Disons-le clairement: nous en avons ASSEZ de ce débat stérile sur quelle ville normande sera LA capitale de la future "GRANDE" Normandie !

(Franck Besnier et toute une série de journalistes travaillant en Normandie depuis des années devraient ENFIN se mettre à bosser le sujet !)

Ce problème est juridiquement, techniquement, géographiquement SANS FONDEMENT !

Pascal Buléon a tenté, en vain, d'expliquer clairement, calmement l'absence depuis plus de 40 années d'une vraie métropole régionale en Normandie en rappelant la nécessité d'unir trois grandes villes dont aucune n'avait toutes les qualités requises pour être LA métropole régionale au détriment des deux autres.

Michel Onfray, craignant le "dépérissement caennais" ou refusant toute viabilité à un réseau de "trois capitales" (sic!) et Emmanuel Chaunu dessinant des clochers normands disparaissant dans la pollution et l'enfumage d'un clochemerle normand persistent à perdre leur tête caennaise en craignant une guillotine rouennaise qui n'existe pas !

Si ces messieurs veulent UNE CAPITALE pour une Normandie qui demeure divisée, méfiante et querelleuse avec elle-même, le rôle est déjà pris par PARIS qui assiste déjà au déclin normand depuis plus de 50 ANS !

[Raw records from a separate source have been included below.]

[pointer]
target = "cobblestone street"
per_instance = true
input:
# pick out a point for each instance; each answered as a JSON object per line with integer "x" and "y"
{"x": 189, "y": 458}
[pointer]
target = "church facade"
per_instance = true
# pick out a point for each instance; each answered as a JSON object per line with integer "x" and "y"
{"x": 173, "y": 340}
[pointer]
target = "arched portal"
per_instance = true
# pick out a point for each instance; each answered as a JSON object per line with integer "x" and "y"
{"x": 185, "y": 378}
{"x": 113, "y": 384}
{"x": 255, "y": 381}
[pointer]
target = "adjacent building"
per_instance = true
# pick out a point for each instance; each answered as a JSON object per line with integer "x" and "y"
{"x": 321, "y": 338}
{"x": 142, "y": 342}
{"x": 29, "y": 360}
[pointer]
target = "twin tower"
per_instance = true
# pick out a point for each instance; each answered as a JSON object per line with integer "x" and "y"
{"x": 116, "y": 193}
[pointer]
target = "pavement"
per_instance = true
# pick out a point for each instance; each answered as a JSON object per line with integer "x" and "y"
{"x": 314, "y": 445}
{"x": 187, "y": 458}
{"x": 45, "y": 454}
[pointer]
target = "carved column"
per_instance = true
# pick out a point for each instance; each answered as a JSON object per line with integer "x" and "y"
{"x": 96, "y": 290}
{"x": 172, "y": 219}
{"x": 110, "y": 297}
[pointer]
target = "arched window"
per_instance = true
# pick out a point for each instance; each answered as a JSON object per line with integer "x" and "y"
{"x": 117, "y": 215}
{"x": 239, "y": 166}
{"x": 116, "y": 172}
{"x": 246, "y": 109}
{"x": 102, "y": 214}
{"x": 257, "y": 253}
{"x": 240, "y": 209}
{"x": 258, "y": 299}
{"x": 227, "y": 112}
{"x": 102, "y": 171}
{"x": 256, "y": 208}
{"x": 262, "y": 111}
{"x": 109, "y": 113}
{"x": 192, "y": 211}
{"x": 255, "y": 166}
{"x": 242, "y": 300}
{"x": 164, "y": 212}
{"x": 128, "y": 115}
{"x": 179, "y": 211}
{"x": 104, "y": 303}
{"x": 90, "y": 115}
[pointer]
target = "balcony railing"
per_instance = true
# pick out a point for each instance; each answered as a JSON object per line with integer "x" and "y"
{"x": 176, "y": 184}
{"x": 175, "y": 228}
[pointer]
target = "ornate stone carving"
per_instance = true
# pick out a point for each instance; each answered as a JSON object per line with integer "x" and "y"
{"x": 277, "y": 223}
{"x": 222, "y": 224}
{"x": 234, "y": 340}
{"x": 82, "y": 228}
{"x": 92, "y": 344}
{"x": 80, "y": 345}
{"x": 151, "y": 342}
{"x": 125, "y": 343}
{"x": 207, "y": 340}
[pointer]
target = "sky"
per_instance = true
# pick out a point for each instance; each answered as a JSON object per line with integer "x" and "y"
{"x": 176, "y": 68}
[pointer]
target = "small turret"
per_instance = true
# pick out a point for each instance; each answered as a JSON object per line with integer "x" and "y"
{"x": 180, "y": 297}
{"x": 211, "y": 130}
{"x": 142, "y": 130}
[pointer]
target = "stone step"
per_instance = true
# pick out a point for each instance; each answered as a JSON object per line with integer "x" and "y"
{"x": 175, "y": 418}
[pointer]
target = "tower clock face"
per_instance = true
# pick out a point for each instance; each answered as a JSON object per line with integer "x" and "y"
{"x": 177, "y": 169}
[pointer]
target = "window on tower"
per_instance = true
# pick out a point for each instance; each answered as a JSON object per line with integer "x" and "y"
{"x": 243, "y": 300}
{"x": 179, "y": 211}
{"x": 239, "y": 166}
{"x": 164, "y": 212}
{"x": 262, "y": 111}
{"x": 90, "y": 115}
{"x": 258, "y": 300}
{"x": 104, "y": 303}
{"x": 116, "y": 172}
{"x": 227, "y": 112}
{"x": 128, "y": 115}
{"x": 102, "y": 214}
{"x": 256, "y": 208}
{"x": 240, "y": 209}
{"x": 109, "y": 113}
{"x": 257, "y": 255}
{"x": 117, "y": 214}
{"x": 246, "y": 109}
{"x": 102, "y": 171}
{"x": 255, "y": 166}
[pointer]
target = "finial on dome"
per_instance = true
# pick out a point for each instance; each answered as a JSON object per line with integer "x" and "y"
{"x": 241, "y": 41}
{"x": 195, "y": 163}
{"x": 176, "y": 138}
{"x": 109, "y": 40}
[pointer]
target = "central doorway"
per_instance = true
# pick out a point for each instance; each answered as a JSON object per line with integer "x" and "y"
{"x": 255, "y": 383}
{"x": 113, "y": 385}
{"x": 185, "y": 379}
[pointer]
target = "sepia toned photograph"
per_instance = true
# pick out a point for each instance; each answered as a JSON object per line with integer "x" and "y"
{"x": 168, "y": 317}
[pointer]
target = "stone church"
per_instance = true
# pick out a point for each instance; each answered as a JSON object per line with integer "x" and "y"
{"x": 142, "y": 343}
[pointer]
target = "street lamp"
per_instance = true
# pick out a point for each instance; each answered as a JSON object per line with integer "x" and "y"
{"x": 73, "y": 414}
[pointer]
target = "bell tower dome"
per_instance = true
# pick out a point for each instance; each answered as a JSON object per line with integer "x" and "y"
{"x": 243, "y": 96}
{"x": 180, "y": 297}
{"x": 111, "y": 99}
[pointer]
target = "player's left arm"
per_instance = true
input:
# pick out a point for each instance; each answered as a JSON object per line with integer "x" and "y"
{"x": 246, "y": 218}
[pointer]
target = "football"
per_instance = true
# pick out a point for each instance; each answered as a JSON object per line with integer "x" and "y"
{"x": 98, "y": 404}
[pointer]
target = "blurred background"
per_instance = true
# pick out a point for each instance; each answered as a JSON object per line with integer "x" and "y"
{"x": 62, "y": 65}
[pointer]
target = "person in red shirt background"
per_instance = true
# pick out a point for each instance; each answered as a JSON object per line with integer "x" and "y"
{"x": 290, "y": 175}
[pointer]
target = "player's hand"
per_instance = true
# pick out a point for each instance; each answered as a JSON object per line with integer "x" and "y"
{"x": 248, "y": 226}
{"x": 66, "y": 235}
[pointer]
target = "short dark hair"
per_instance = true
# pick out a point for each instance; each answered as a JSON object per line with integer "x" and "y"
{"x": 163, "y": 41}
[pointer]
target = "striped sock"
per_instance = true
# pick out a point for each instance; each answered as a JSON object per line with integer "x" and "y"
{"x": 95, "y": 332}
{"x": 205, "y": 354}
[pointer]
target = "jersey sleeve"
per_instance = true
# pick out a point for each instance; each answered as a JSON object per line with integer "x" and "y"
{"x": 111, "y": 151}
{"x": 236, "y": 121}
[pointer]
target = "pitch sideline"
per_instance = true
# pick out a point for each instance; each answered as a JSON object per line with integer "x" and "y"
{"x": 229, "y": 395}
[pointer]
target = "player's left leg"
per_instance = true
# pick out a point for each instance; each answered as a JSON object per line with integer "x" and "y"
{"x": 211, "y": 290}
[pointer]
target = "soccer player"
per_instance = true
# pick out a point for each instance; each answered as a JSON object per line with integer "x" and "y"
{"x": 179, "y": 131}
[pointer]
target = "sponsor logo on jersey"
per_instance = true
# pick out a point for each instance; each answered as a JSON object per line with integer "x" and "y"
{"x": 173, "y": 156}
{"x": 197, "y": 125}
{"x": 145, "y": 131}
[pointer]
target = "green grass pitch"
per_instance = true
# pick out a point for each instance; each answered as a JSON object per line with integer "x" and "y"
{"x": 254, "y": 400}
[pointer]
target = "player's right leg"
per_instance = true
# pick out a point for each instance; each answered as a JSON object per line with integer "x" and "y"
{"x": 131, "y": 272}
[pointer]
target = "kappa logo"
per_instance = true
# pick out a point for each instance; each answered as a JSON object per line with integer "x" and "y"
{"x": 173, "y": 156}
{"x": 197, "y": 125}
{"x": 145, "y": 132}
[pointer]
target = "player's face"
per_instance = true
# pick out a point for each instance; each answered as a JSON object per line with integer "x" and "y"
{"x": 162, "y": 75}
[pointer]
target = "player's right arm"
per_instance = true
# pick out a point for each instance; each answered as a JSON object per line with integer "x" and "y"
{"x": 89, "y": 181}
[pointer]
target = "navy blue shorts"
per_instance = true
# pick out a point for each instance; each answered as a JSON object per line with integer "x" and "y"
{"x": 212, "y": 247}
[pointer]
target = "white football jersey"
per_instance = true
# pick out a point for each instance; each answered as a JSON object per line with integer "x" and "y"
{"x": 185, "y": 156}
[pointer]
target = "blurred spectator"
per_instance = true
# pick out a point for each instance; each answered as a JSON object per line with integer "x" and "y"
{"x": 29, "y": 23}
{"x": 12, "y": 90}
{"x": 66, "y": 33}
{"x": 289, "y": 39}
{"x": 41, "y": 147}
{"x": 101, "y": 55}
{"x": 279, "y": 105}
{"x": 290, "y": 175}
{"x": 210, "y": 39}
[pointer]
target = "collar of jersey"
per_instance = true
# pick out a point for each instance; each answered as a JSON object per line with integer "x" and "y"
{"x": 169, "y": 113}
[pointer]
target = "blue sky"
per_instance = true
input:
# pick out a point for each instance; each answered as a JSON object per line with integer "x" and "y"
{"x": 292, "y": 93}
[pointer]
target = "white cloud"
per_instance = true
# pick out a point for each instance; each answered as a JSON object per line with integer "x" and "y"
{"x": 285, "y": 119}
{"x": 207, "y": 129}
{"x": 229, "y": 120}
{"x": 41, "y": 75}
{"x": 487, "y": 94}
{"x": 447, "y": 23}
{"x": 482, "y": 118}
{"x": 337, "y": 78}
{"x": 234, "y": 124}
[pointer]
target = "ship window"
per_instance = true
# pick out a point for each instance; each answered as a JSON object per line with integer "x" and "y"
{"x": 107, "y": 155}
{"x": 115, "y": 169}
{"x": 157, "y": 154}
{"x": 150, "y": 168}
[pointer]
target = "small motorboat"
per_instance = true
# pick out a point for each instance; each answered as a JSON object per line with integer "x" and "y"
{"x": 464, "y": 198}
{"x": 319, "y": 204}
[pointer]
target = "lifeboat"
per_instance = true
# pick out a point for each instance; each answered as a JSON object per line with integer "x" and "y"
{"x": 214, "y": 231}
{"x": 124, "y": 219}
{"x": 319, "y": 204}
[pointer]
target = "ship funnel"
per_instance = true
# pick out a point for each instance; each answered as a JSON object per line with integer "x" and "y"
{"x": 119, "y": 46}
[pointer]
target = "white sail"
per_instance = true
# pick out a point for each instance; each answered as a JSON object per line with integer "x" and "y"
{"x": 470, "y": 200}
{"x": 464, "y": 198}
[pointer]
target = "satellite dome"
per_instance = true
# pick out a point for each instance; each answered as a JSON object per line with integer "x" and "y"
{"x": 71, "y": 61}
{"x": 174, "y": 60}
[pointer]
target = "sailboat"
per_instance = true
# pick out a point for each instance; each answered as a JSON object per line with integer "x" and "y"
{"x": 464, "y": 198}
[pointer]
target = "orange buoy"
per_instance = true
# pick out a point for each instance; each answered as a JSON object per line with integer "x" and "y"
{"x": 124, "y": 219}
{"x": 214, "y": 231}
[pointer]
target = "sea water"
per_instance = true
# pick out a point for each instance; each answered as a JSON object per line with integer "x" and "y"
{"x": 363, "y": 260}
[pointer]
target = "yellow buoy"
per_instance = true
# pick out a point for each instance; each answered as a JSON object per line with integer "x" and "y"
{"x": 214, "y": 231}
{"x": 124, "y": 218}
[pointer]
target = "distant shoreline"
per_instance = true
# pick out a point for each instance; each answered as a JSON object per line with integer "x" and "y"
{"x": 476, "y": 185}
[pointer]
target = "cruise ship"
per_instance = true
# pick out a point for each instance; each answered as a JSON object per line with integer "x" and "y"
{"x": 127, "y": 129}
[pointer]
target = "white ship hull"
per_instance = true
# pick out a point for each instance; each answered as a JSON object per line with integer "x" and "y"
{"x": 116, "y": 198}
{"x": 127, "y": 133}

Concrètement, depuis des mois, le débat public et médiatique sur la Normandie et son avenir est confisqué par des gens obnubilés par la mobilité de 50 hauts fonctionnaires ou cadres dirigeants entre Caen et Rouen, par l'emplacement d'un bureau présidentiel et de son fauteuil, par l'adresse d'une boîte aux lettres ou par la rude nécessité d'avoir désormais à faire une heure de bagnole de plus pour espérer prendre le café avec Monsieur le Préfet de région qu'ils ne prenaient pourtant pas avant quand on ne parlait pas de la réunification normande !

A la rigueur, le seul sujet sérieux dans cette affaire "capitale" serait de dire clairement aux 4500 fonctionnaires territoriaux du futur conseil régional de Normandie comment leur travail va s'organiser dès janvier 2016 à partir des deux sites caennais et rouennais: ceux qui s'excitent actuellement dans les médias et les réseaux sociaux sur LA capitale, montrent surtout qu'ils n'ont aucune considération pour l'avenir des personnels du service public régional normand!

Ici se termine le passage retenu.